Colorado Code
Article 1.5 - Colorado Uniform Custodial Trust Act
§ 15-1.5-113. Declination, Resignation, Incapacity, Death, or Removal of Custodial Trustee - Designation of Successor Custodial Trustee









Source: L. 99: Entire article added, p. 1218, § 1, effective August 4.
This section follows many of the provisions of Section 18 of UTMA with some substantive changes. It is designed to accommodate in a single section the circumstances in which a custodial trustee would be replaced by another custodial trustee. Under subsection (2), if the beneficiary is incapacitated, a custodial trustee who resigns must give written notice to both the beneficiary and the beneficiary's conservator if one exists. Under subsection (3), a beneficiary who is not incapacitated may designate, without limitation, a successor custodial trustee. If, however, the beneficiary fails to act or is incapacitated, the procedure to be followed is very similar to that found in UTMA except that the nonincapacitated beneficiary has 90 days to act and if the beneficiary has no conservator or if the conservator declines to act, the custodial trustee may eventually designate a successor custodial trustee.

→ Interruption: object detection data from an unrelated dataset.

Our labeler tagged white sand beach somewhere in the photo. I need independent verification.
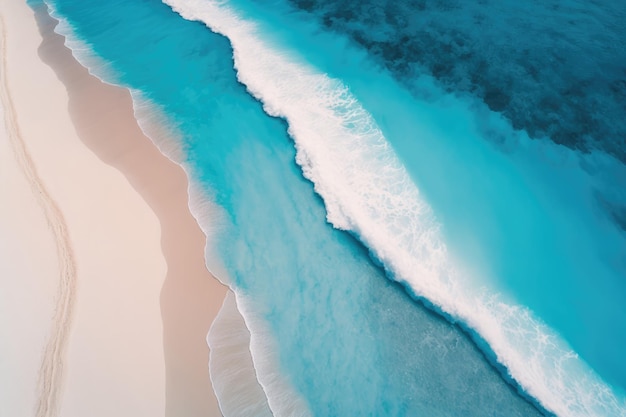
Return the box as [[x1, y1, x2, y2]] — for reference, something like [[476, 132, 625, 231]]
[[0, 0, 225, 417]]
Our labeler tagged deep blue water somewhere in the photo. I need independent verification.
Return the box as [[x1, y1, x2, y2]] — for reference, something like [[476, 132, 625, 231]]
[[33, 0, 626, 416]]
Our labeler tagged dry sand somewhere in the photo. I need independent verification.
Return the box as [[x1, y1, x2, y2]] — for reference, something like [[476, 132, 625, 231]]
[[0, 0, 225, 417]]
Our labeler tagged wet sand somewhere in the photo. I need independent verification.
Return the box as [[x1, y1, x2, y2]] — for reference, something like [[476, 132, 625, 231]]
[[2, 0, 225, 417]]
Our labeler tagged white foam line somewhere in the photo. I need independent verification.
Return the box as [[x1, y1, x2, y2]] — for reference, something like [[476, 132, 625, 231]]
[[38, 2, 280, 417], [164, 0, 626, 417]]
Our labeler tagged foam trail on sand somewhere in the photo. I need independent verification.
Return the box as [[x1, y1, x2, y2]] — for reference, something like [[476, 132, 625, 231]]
[[0, 16, 77, 417], [165, 0, 626, 416], [207, 291, 272, 417], [37, 2, 292, 416]]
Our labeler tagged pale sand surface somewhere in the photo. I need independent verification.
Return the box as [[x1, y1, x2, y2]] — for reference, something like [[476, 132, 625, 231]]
[[0, 0, 225, 417]]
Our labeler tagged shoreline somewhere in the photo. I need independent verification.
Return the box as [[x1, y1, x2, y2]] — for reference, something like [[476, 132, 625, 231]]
[[2, 0, 226, 417]]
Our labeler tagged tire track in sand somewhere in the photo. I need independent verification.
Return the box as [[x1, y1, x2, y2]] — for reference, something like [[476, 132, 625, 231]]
[[0, 15, 76, 417]]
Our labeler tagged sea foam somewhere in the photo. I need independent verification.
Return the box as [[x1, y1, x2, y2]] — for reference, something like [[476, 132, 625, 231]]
[[165, 0, 626, 416]]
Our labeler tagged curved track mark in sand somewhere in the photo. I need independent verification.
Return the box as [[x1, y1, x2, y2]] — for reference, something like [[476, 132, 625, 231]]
[[0, 16, 77, 417]]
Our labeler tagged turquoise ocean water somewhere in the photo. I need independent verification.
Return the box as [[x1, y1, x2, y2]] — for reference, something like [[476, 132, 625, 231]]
[[31, 0, 626, 416]]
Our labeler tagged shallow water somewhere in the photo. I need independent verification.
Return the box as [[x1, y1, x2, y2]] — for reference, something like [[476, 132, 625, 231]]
[[37, 0, 626, 416]]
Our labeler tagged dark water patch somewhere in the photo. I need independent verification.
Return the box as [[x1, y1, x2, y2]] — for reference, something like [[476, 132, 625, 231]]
[[282, 0, 626, 162]]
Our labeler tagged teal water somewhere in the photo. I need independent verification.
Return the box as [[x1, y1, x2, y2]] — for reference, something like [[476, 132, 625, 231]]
[[35, 0, 626, 416]]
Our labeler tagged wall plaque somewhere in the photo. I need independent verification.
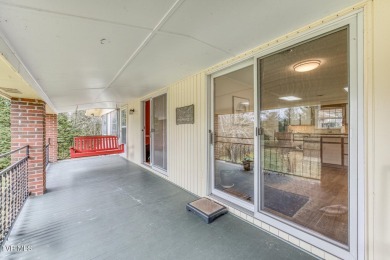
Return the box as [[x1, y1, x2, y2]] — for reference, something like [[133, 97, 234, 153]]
[[176, 105, 194, 125]]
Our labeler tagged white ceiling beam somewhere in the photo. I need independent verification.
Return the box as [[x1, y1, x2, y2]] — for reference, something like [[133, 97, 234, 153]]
[[95, 0, 185, 100]]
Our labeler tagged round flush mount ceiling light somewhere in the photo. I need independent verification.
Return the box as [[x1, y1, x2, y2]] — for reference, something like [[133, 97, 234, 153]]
[[293, 60, 321, 72]]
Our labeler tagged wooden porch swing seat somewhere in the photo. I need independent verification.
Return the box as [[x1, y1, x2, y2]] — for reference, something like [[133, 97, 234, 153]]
[[70, 135, 125, 158]]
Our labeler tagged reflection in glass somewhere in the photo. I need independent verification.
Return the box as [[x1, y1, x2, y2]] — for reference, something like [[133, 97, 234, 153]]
[[214, 66, 254, 203], [258, 29, 349, 244]]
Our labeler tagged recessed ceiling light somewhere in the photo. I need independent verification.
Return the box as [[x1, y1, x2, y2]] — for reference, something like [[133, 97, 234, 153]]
[[279, 96, 302, 101], [293, 60, 321, 72]]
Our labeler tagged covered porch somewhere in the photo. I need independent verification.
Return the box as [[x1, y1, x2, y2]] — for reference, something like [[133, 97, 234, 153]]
[[0, 155, 314, 259]]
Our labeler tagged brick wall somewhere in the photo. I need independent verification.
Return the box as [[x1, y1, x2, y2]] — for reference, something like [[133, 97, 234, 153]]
[[46, 114, 58, 162], [11, 99, 46, 195]]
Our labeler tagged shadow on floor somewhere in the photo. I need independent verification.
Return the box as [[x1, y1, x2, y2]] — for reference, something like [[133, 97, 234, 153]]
[[0, 156, 313, 260]]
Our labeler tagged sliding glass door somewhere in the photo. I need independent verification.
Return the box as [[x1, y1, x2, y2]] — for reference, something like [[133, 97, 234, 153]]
[[212, 64, 254, 209], [258, 28, 350, 245], [209, 16, 364, 258]]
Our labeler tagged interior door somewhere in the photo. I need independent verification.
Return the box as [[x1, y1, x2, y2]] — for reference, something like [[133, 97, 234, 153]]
[[151, 94, 167, 171], [142, 100, 151, 164]]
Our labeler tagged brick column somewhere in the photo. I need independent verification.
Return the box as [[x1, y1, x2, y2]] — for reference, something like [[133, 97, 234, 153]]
[[46, 114, 58, 162], [11, 98, 46, 195]]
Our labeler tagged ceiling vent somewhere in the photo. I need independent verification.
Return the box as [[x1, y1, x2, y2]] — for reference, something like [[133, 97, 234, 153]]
[[0, 87, 22, 94]]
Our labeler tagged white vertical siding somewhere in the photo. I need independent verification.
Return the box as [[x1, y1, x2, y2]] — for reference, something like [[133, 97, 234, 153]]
[[168, 73, 207, 196]]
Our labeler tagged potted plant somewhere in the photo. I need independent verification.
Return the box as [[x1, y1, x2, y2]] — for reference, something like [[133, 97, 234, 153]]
[[242, 155, 253, 171]]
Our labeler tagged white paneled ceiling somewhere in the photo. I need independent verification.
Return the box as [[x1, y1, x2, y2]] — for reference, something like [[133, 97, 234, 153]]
[[0, 0, 359, 112]]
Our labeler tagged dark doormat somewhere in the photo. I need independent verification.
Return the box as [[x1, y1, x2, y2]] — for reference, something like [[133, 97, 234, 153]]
[[223, 188, 251, 200], [264, 185, 309, 217]]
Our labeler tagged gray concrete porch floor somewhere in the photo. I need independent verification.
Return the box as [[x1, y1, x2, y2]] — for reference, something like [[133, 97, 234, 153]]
[[0, 156, 314, 260]]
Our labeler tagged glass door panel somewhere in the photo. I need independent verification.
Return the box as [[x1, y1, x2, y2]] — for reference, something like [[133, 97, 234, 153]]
[[213, 65, 254, 204], [152, 94, 167, 170], [258, 28, 349, 245]]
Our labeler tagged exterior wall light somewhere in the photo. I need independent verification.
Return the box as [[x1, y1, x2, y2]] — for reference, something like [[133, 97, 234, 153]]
[[293, 60, 321, 72]]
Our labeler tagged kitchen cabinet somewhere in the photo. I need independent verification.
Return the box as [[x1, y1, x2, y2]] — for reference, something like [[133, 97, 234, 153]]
[[290, 107, 313, 125]]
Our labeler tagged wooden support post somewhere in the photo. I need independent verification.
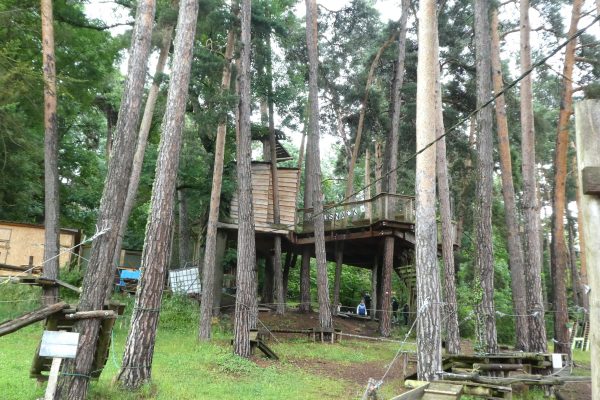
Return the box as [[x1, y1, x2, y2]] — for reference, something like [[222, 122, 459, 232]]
[[575, 100, 600, 400], [44, 357, 62, 400]]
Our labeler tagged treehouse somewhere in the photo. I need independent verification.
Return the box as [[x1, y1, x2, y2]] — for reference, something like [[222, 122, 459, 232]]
[[219, 128, 456, 316]]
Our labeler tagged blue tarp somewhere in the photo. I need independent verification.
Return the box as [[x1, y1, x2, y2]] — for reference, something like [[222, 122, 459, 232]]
[[119, 269, 140, 286]]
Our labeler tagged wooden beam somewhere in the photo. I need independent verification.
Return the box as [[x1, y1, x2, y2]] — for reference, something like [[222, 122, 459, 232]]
[[0, 301, 69, 336], [65, 310, 117, 319]]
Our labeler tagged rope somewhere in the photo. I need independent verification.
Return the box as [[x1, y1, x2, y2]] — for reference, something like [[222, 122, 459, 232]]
[[0, 225, 110, 285]]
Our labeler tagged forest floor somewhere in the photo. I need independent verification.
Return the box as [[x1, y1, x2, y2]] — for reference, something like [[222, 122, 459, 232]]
[[0, 286, 590, 400]]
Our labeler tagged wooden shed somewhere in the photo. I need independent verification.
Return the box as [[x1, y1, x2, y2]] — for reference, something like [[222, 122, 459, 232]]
[[0, 221, 81, 274], [227, 161, 299, 232]]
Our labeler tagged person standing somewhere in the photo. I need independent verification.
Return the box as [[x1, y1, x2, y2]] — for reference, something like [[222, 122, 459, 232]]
[[392, 297, 400, 323], [356, 299, 367, 317], [364, 292, 371, 311]]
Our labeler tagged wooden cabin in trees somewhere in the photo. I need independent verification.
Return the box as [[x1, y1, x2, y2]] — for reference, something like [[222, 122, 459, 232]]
[[0, 221, 81, 275], [217, 134, 458, 316]]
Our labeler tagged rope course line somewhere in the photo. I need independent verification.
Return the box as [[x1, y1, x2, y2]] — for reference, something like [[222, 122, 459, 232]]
[[232, 11, 600, 241]]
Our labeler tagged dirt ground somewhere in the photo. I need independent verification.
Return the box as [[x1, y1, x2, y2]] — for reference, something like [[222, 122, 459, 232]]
[[255, 311, 591, 400]]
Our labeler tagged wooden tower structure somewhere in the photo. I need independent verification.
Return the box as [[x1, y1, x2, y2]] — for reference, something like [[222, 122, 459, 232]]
[[213, 133, 456, 318]]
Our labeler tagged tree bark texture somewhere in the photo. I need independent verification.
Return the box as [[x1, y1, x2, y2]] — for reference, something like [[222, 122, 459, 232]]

Under subsection (6), the beneficiary, whether or not incapacitated, can petition the court to remove the custodial trustee for cause and to designate a successor trustee, or the court may require the custodial trustee to give bond or other appropriate relief.
This section, unlike Section 18 of UTMA, does not give the custodial trustee the general power to designate a successor custodial trustee but rather limits that power to the situation in which the procedure for designating successor custodial trustees by others has been exhausted.